During the evening of Wednesday 1 June 1983, Prince Charles/Karel of Belgium, Count of Flanders, died at the Heilig Hart hospital in Oostende. The royal Palace only announced the same morning that the prince was admitted to the hospital in Oostende in worrying health condition. King Boudewijn and Queen Fabiola paid him a last visit the day before he died and Queen Fabiola stayed for the night in a next-door room.

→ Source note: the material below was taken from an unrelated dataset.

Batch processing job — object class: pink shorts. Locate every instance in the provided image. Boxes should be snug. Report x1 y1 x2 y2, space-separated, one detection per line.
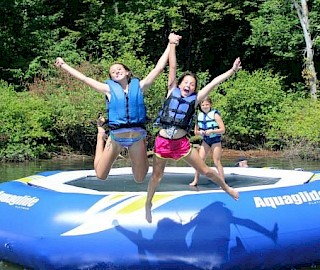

Prince Albert and Princess Paola visited their uncle at noon the day he died. The prince was already in a coma by then. Also Grand Duchess Joséphine-Charlotte, godchild of her uncle, paid a visit in the hospital.

Prince Charles/Karel was hospitalised four days before he died, after suddenly caught a severe skin-eruption. After medical researches of his blood (too much white blood cells), the outcome was that the prince was diagnosed from a very malign form of leucemia and that this could led in a quick death for elderly people. While Prince Charles refused to inform the royal Court lying in the hospital, the doctors decided at least the day before he died to contact the royal Palace.

After he died, his body was brought to the royal Palace in Brussels, where a lying in state had been organised on Saturday 4 June. On a personal note, didn’t have to stand in queue to greet the body of the late prince.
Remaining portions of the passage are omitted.